Amazon’s latest quarter gave bulls material to work with. In the fourth quarter, revenue reached $213.39 billion, up 14%, while AWS posted $35.58 billion in revenue, up 24%. Advertising services added $21.32 billion, up 23%, showing the business is still broadening beyond its original retail base. That mix helps explain why Amazon trades at a forward price-to-earnings ratio of 32x and why the company remains valued at about $2.8 trillion.
The key debate now is whether AWS can sustain 20%-plus growth as Amazon spends aggressively to keep pace in AI. Andy Jassy has guided to about $200 billion in capital expenditures in 2026, and free cash flow compressed to $11.19 billion as capex surged. That spending is part of the bet that Amazon can secure more AI workloads, build out the infrastructure behind them and defend its lead against Microsoft Azure and Alphabet Google Cloud.
There is still a real friction point in the story. OpenAI cost-control headlines have raised questions about how quickly AI demand converts into profitable cloud revenue, and Amazon has to prove that customer momentum can outrun the enormous bill for chips, data centers and power. Mizuho’s upgrade says the market is still underestimating that opportunity, but it also leaves Amazon with a simple test: deliver the growth that justifies the spending.

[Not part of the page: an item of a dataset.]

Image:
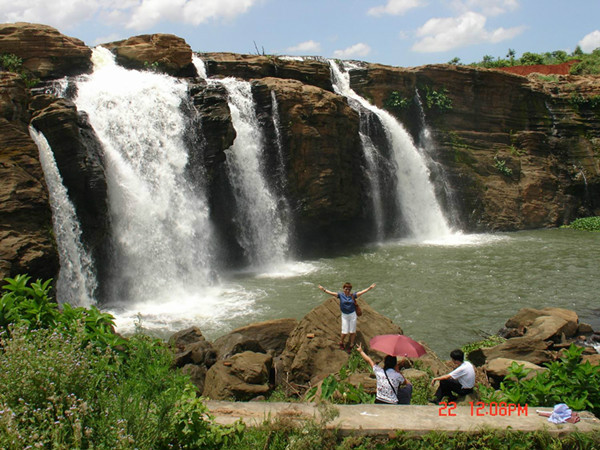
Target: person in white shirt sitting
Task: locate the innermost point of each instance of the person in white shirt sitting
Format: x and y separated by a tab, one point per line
460	381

That test arrives soon. Amazon’s first-quarter results are due April 29, and guidance calls for net sales of $173.5 billion to $178.5 billion and operating income of $16.5 billion to $21.5 billion. If AWS keeps pushing higher while AI infrastructure demand broadens, the case for the stock becomes easier to defend. If not, the premium multiple will look less like confidence and more like a promise.